Efficient catalytic degradation and detoxification of 6PPD-quinone by the multifunctional enzyme system of phanerochaete chrysosporium.

The widespread environmental presence and toxicity of N-(1,3-dimethylbutyl)-N'-phenyl-p-phenylenediamine-quinone (6PPD-quinone, 6PPD-q), a rubber-derived pollutant, necessitates effective degradation strategies. This study demonstrates for the first time that Phanerochaete chrysosporium (P. chrysosporium) achieves a 99.06 % removal rate of 6PPD-q within 7 days through adsorption combined with enzyme catalysis. The breakdown of the quinone structure, primarily driven by lignin peroxidase isoenzymes, is accompanied by carbon chain shortening and structural simplification, which enhance the bioavailability of degradation products. These metabolites are assimilated and further mineralized by the P. chrysosporium metabolic system.

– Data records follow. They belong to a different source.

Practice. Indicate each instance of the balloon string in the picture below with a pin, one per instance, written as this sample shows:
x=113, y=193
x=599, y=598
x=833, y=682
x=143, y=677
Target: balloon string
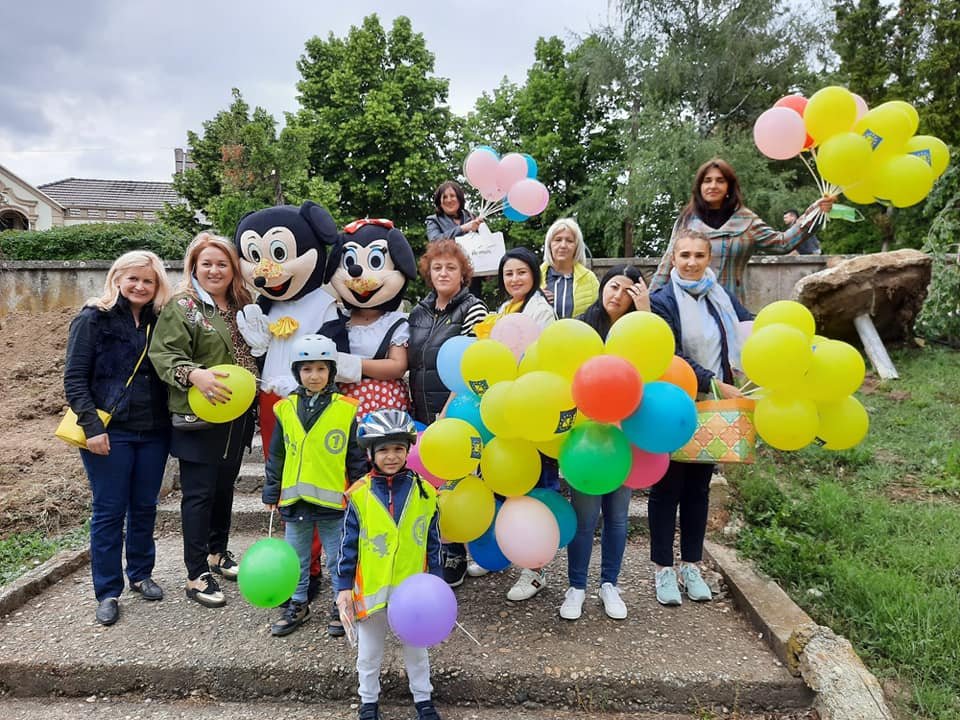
x=465, y=632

Comprehensive toxicity assessments using zebrafish and Escherichia coli confirmed the biosafety of all degradation products. This study provides mechanistic insights into the fungal degradation of 6PPD-q and presents a sustainable approach for mitigating the environmental risks posed by other pollutants. Furthermore, a new generation of innovative bioremediation technologies can be developed by engineering fungi to regulate extracellular electric potential and enhance catalytic enzyme activity.